Copyright © 2013 Satya Allaparthi and Khalid A. Alkimawi. This is an open access article distributed under the Creative Commons Attribution License, which permits unrestricted use, distribution, and reproduction in any medium, provided the original work is properly cited.

Abstract

Malignant melanoma within the gastrointestinal tract is an uncommon neoplasm that is usually metastatic in origin, with primary melanomas being relatively uncommon. Embryologically melanocytes normally exist in the esophagus, stomach, small bowel, and anorectum and this theory supports the primary melanoma of the gastrointestinal tract that has been confirmed for lesions occurring through several published reports.
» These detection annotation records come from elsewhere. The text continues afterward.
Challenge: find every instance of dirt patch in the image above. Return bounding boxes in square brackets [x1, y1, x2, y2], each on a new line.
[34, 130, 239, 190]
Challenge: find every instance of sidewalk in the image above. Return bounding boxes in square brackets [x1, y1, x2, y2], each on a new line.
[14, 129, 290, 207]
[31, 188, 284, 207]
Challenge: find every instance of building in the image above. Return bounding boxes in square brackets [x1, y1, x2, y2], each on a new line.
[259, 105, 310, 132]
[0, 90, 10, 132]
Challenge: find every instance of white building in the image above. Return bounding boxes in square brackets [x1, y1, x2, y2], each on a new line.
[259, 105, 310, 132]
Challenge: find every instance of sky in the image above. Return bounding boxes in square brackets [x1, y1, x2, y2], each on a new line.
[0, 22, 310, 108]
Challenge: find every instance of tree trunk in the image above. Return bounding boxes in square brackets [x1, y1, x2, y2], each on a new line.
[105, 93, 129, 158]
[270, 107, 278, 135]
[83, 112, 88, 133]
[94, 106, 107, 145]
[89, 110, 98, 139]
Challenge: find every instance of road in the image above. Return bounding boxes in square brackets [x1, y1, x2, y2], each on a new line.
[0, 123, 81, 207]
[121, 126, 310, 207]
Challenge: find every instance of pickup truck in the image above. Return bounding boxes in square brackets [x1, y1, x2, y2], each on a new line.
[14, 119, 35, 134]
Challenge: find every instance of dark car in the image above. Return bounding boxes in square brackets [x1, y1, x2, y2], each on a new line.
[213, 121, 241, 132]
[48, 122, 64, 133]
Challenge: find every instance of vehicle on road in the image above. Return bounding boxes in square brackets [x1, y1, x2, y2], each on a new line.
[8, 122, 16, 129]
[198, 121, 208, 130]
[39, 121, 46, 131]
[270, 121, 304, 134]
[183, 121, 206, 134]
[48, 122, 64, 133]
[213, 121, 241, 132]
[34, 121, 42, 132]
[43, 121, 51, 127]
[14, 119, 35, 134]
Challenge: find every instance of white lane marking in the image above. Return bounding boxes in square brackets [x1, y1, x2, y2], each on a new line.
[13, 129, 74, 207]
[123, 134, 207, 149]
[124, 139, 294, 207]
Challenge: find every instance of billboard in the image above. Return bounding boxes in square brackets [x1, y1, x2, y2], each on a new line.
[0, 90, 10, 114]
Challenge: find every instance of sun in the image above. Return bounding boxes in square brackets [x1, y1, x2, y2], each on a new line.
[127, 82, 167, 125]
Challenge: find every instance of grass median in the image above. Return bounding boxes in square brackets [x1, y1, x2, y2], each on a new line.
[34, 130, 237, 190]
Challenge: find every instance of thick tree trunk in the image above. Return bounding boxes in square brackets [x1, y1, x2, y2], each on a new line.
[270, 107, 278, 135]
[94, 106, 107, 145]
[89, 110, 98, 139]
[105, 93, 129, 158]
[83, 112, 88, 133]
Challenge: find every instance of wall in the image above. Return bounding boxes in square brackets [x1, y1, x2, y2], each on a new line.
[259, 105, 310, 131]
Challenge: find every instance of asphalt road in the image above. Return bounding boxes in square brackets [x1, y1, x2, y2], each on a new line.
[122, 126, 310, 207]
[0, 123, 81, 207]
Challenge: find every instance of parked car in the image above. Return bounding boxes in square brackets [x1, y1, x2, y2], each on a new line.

However, most patients with brain metastases from malignant melanoma are diagnosed after treatment for known extracranial metastases and have poor outcomes. Our case is unique in that we discuss an unusual case of 69-year-old female patient presented with unsteady gait as the first symptom of disease and where the presumed primary lesion later was found in the terminal ileum on colonoscopy. Treatment consisted of surgical removal of the terminal ileal lesion with chemotherapy, whole-brain radiotherapy, and cyberknife radiosurgical procedure. Patient was in remission for more than 14 months and later succumbed to disease. Despite the advances in therapeutic options, prognosis for patients with melanoma brain metastases remains poor with a median survival time of six months after diagnosis.